NPAC Technical Report SCCS-550
Parallel LU Factorization of Block-Diagonal-Bordered Sparse Matrices
David Koester, Sanjay Ranka, Geoffrey Fox
Submitted October 01 1993
Abstract
Research is being performed to examine the applicability of parallel
direct block-diagonal-bordered sparse matrix solvers for irregular
sparse matrix problems derived from the electrical power systems
community. Moreover, we believe that this research also has utility
for irregular sparse matrix factorization for applications where the
data is hierarchical. Direct block-diagonal-bordered sparse matrix
algorithms exhibit distinct advantages when compared to current
general parallel direct sparse matrix solvers. Task assignments for
numerical factorization on distributed-memory multi-processors depend
only on the assignment of independent blocks to processors and the
processor assignments of data in the last diagonal block. In
addition, data communications are significantly reduced and those
remaining communications are generally uniform and structured.

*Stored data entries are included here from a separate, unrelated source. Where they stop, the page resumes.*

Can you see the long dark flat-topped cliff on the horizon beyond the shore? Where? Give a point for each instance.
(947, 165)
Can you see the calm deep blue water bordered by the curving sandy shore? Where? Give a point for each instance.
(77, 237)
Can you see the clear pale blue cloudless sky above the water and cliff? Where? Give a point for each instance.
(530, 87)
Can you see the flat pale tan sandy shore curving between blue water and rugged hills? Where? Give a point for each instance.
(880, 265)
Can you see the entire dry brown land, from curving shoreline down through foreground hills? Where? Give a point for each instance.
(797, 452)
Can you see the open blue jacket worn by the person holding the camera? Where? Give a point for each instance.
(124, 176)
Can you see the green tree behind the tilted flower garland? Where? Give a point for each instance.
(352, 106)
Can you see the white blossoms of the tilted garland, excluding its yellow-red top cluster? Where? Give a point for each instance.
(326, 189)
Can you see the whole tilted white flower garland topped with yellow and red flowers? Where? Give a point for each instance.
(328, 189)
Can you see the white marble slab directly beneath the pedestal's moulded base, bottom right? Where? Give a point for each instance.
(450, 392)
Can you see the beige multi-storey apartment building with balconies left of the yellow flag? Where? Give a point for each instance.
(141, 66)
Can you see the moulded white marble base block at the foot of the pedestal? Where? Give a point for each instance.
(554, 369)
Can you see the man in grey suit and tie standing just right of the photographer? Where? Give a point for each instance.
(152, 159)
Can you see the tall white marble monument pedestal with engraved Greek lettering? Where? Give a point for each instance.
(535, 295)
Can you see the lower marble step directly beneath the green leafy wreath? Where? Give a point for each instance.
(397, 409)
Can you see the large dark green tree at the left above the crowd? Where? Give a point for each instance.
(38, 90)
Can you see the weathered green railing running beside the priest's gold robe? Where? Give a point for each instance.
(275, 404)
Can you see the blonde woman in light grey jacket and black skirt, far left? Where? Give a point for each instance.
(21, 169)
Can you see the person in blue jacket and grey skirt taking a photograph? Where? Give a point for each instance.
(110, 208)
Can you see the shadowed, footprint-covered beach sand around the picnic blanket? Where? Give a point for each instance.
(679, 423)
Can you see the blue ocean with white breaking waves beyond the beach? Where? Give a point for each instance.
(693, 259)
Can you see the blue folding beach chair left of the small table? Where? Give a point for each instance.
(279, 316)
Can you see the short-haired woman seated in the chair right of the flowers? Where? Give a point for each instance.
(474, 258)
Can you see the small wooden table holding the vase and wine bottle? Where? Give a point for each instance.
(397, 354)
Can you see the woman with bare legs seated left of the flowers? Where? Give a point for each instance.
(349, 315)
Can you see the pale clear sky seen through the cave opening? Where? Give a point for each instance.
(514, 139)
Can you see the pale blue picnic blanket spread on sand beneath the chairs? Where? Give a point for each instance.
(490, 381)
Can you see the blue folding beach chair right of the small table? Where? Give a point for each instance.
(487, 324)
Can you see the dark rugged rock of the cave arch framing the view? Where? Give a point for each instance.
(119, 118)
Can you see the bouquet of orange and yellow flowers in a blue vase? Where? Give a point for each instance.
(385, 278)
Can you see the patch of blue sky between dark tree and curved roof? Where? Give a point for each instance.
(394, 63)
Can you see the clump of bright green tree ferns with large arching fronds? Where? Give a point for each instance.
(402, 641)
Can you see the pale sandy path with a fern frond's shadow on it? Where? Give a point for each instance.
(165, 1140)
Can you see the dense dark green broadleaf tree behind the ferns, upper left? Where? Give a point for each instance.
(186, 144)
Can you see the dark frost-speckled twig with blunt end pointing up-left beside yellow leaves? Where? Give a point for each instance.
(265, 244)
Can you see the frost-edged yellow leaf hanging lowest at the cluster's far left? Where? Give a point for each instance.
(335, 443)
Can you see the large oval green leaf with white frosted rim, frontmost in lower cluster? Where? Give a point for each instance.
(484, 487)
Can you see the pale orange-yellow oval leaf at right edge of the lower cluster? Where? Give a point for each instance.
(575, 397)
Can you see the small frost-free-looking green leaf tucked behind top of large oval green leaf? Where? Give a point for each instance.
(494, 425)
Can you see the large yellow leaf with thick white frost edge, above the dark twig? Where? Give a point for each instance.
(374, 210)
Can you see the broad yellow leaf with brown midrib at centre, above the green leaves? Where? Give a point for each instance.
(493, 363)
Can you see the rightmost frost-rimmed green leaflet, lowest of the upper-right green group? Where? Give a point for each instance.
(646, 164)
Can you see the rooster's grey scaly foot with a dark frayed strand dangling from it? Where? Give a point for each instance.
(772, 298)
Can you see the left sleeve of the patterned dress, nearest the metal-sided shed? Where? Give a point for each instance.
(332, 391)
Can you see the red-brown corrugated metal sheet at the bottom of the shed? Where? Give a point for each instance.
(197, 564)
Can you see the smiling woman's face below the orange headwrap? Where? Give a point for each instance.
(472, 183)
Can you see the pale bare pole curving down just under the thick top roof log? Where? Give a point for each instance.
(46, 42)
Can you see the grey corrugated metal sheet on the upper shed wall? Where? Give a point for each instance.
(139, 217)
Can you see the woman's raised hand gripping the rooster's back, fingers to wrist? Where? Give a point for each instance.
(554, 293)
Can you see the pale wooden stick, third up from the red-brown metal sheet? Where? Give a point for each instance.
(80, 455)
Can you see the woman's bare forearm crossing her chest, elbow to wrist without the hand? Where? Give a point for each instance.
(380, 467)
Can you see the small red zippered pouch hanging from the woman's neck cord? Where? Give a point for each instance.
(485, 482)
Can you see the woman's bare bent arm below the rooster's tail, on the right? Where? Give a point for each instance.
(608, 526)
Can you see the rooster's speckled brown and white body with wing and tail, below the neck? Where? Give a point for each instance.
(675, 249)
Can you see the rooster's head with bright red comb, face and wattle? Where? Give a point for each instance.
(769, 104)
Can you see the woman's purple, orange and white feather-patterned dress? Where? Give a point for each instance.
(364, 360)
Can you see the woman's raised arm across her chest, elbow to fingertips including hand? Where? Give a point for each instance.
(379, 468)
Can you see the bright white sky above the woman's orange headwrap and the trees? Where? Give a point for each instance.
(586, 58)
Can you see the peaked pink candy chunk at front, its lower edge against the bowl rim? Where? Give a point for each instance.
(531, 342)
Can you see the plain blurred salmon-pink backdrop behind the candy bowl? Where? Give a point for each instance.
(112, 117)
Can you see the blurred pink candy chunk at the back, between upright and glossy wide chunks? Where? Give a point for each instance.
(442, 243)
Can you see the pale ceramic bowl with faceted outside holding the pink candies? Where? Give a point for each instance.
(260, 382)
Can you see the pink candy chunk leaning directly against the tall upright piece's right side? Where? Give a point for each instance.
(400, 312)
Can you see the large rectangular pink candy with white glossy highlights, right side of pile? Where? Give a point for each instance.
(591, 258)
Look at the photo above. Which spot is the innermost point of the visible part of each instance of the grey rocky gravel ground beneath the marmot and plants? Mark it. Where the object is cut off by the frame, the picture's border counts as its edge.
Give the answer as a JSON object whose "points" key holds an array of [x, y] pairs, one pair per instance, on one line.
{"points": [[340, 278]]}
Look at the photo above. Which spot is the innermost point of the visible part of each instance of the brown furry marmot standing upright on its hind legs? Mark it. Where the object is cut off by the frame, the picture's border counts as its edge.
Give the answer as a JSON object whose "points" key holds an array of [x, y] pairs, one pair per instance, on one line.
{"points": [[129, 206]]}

Parallel block-diagonal-bordered sparse matrix algorithms require
modifications to the traditional sparse matrix preprocessing phase
that include an explicit {\em load balancing} step coupled to a
specialized {\em ordering} step to uniformly distribute the workload
throughout a distributed-memory multi-processor. In this paper, we
propose a new preprocessing phase that includes specialized {\em
ordering} and {\em load balancing} techniques, we describe in detail
the mathematics of block-diagonal-bordered sparse matrix solvers, and
we present implementation details and empirical parallel performance
data for a prototype direct block-diagonal-bordered sparse matrix
solver running on a Thinking Machines CM-5 using message passing.